The tracking has low confidence for the lower right limbs of my body, noticeable lag and there is jitter. I am unable to replicate the showcased performance in this year's WWDC demo video.
Here is the relevant code, adapted from Apple's sample code:
class Predictor {
func extractPoses(_ sampleBuffer: CMSampleBuffer) throws -> [VNRecognizedPointsObservation] {
let requestHandler = VNImageRequestHandler(cmSampleBuffer: sampleBuffer, orientation: .down)
let request = VNDetectHumanBodyPoseRequest()
do {
// Perform the body pose-detection request.
try requestHandler.perform([request])
} catch {
print("Unable to perform the request: \(error).\n")
}
return (request.results as? [VNRecognizedPointsObservation]) ?? [VNRecognizedPointsObservation]()
}
}
I've captured the video data and am handling the sample buffers here:
class CameraViewController: AVCaptureVideoDataOutputSampleBufferDelegate {
func captureOutput(_ output: AVCaptureOutput, didOutput sampleBuffer: CMSampleBuffer, from connection: AVCaptureConnection) {
let observations = try? predictor.extractPoses(sampleBuffer)
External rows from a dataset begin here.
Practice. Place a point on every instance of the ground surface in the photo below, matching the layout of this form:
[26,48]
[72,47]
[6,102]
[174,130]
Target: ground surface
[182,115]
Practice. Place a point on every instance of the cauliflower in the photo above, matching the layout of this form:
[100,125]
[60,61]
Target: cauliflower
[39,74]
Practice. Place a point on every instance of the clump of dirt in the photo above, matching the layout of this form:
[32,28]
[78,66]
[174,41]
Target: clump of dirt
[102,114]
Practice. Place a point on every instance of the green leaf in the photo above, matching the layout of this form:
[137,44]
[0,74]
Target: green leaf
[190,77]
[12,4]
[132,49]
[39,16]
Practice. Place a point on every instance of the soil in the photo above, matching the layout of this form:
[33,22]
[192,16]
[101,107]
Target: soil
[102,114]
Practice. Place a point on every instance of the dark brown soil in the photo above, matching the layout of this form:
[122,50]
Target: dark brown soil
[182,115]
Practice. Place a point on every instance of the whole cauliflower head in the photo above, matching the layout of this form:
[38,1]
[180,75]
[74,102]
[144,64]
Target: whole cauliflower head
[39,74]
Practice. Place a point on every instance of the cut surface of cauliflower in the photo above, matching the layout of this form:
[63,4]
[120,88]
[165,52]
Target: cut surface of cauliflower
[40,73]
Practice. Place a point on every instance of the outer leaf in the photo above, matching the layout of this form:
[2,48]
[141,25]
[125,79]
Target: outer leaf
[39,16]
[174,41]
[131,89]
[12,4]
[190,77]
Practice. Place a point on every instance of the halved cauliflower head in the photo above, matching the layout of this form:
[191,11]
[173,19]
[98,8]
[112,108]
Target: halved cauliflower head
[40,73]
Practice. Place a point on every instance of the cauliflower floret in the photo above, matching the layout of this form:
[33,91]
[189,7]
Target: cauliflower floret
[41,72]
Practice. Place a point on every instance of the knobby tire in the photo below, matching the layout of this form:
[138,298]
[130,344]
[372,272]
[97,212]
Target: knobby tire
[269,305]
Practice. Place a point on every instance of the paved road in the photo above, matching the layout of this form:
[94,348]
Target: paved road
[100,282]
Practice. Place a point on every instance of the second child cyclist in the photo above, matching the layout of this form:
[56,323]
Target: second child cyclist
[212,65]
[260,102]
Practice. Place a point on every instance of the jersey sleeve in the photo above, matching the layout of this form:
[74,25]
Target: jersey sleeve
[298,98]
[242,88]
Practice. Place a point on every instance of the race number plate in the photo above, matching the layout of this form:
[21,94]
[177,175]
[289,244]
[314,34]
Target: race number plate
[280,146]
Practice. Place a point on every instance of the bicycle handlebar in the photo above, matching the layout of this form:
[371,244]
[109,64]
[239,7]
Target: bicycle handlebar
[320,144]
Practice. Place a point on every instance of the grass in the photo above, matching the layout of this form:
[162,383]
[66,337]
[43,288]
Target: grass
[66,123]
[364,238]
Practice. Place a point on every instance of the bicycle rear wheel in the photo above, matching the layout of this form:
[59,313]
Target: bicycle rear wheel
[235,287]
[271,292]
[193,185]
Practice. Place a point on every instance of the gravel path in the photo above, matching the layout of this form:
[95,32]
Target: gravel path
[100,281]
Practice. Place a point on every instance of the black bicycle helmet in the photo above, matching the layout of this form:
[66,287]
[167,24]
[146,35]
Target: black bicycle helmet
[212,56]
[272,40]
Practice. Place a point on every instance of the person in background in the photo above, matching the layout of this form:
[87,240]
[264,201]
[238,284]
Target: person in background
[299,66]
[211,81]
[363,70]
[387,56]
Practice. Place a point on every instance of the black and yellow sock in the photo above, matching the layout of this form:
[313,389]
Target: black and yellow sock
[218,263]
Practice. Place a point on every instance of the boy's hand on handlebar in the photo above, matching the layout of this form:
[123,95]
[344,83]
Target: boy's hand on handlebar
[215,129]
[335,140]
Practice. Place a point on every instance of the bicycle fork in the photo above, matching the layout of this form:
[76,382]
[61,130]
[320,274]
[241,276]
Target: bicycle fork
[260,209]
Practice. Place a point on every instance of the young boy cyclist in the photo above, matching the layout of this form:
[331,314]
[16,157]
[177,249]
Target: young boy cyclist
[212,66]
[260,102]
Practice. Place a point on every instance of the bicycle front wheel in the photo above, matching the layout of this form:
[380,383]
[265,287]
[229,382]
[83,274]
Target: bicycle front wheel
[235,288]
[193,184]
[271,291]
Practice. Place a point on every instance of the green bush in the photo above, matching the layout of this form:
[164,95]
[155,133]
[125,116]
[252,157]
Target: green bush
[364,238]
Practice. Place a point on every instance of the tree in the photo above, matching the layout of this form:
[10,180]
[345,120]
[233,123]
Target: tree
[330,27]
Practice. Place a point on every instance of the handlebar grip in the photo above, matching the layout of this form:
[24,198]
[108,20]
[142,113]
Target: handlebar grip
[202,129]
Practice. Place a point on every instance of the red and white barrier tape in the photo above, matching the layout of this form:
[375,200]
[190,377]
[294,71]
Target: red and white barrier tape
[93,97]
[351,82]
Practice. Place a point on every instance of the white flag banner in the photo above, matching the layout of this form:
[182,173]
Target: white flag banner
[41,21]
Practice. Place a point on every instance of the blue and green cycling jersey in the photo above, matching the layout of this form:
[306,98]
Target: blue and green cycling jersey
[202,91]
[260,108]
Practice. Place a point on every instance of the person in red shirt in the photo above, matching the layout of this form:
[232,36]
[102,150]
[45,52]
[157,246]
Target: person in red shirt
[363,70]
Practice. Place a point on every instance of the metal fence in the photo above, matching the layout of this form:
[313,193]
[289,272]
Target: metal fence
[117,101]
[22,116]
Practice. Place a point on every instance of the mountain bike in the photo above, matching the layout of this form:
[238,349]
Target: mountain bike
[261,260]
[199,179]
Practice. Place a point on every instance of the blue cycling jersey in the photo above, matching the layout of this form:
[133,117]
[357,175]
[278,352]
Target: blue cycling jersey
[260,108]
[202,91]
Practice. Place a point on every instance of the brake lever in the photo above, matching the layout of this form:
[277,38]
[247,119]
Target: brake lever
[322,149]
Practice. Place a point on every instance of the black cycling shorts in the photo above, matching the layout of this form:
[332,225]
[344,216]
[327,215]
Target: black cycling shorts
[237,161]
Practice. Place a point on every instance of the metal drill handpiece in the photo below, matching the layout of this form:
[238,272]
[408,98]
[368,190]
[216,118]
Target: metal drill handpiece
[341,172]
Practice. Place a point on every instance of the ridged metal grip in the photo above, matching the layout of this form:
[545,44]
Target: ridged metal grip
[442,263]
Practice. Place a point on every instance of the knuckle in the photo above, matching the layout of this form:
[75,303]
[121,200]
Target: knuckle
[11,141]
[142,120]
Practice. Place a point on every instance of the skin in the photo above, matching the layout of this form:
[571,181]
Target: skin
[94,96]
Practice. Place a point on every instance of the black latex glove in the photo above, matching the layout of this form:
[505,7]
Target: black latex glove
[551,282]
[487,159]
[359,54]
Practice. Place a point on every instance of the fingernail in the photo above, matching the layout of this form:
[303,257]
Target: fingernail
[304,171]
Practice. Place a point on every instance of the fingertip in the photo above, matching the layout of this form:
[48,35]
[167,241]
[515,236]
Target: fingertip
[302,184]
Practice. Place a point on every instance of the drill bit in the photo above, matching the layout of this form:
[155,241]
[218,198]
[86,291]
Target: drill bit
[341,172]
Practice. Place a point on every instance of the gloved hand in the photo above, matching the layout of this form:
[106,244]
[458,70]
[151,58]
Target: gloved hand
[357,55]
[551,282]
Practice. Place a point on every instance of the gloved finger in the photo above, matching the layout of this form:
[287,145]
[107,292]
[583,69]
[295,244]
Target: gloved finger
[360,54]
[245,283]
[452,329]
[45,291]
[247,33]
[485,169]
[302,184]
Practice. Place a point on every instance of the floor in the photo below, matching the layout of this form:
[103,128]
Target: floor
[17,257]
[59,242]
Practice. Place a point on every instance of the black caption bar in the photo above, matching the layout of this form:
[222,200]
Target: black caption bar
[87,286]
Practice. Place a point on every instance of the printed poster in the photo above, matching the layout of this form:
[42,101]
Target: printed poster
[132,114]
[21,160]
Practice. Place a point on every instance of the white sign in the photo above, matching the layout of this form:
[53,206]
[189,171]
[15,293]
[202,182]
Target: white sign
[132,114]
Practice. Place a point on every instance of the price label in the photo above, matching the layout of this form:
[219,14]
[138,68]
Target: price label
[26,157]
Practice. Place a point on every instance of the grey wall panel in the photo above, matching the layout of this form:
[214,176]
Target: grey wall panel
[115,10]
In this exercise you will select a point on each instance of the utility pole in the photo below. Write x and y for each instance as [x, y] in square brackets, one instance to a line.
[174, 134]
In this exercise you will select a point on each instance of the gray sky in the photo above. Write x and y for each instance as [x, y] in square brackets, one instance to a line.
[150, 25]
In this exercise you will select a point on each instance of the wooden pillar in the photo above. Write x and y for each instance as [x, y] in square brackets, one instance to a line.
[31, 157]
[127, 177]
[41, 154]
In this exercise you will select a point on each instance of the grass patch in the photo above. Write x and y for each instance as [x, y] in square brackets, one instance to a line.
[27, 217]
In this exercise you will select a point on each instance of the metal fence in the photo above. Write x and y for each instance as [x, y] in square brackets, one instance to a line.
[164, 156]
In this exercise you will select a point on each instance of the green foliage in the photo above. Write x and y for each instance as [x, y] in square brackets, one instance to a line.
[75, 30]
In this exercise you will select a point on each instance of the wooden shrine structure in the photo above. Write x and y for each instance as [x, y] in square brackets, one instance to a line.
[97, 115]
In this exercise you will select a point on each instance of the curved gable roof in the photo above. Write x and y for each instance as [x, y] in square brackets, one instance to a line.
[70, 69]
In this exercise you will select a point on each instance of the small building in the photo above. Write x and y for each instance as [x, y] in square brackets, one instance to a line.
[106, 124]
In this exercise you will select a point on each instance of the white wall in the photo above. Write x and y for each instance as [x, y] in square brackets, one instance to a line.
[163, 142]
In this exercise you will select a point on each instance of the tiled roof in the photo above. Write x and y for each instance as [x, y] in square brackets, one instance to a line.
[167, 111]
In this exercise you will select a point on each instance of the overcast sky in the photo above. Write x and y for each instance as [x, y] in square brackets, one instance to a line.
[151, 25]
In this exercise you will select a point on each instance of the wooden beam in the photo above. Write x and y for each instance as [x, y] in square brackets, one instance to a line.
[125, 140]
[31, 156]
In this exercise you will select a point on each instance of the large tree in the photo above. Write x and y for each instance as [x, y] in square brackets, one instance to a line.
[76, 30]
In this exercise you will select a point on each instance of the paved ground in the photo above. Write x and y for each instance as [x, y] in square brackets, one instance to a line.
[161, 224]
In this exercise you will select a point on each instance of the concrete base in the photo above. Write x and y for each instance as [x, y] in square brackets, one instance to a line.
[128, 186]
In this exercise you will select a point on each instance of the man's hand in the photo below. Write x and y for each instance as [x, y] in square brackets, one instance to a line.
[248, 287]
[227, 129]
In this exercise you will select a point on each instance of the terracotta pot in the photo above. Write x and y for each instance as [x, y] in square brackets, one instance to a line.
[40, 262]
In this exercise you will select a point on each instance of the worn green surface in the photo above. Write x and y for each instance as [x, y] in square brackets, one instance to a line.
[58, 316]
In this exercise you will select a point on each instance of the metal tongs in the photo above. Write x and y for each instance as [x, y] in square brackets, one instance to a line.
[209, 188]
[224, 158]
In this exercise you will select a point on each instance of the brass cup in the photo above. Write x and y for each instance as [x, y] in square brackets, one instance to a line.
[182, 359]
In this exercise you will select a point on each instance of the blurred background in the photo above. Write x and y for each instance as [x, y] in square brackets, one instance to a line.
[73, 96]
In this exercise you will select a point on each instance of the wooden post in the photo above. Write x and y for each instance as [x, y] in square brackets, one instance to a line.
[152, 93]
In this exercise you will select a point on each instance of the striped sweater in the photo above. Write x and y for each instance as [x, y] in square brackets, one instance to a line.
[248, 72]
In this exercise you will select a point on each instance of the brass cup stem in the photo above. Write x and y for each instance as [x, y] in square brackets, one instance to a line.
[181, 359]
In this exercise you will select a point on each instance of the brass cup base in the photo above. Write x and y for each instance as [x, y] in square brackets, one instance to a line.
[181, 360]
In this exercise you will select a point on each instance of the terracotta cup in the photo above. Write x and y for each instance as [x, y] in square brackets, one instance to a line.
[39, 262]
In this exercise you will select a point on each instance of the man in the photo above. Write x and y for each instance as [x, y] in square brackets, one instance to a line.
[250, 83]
observations?.forEach { processObservation($0) }
}
func processObservation(_ observation: VNRecognizedPointsObservation) {
// Retrieve all torso points.
guard let recognizedPoints =
try? observation.recognizedPoints(forGroupKey: .all) else {
return
}
let storedPoints = Dictionary(uniqueKeysWithValues: recognizedPoints.compactMap { (key, point) -> (String, CGPoint)? in
return (key.rawValue, point.location)
})
DispatchQueue.main.sync {
let mappedPoints = Dictionary(uniqueKeysWithValues: recognizedPoints.compactMap { (key, point) -> (String, CGPoint)? in
guard point.confidence > 0.1 else { return nil }
let norm = VNImagePointForNormalizedPoint(point.location,
Int(drawingView.bounds.width),
Int(drawingView.bounds.height))
return (key.rawValue, norm)
})
let time = 1000 * observation.timeRange.start.seconds
// Draw the points onscreen.
DispatchQueue.main.async {
self.drawingView.draw(points: mappedPoints)
}
}
}
}
The drawingView.draw
function is for a custom UIView
on top of the camera view, and draws the points using CALayer
sublayers. The AVCaptureSession
code is exactly the same as the sample code here.
I tried using the VNDetectHumanBodyPoseRequest(completionHandler:)
variant but this made no difference to the performance for me. I could try smoothing with a moving average filter though.. but there is still a problem with outlier predictions which are very inaccurate.
What am I missing?
This was a bug on iOS 14 beta v1-v3 I think. After upgrading to v4 and later beta releases, tracking is much better. The API also became a bit clearer with fine-grained type names with the latest beta updates.
Note I didn’t get an official answer from Apple regarding this bug, but this problem will probably completely disappear in the official iOS 14 release.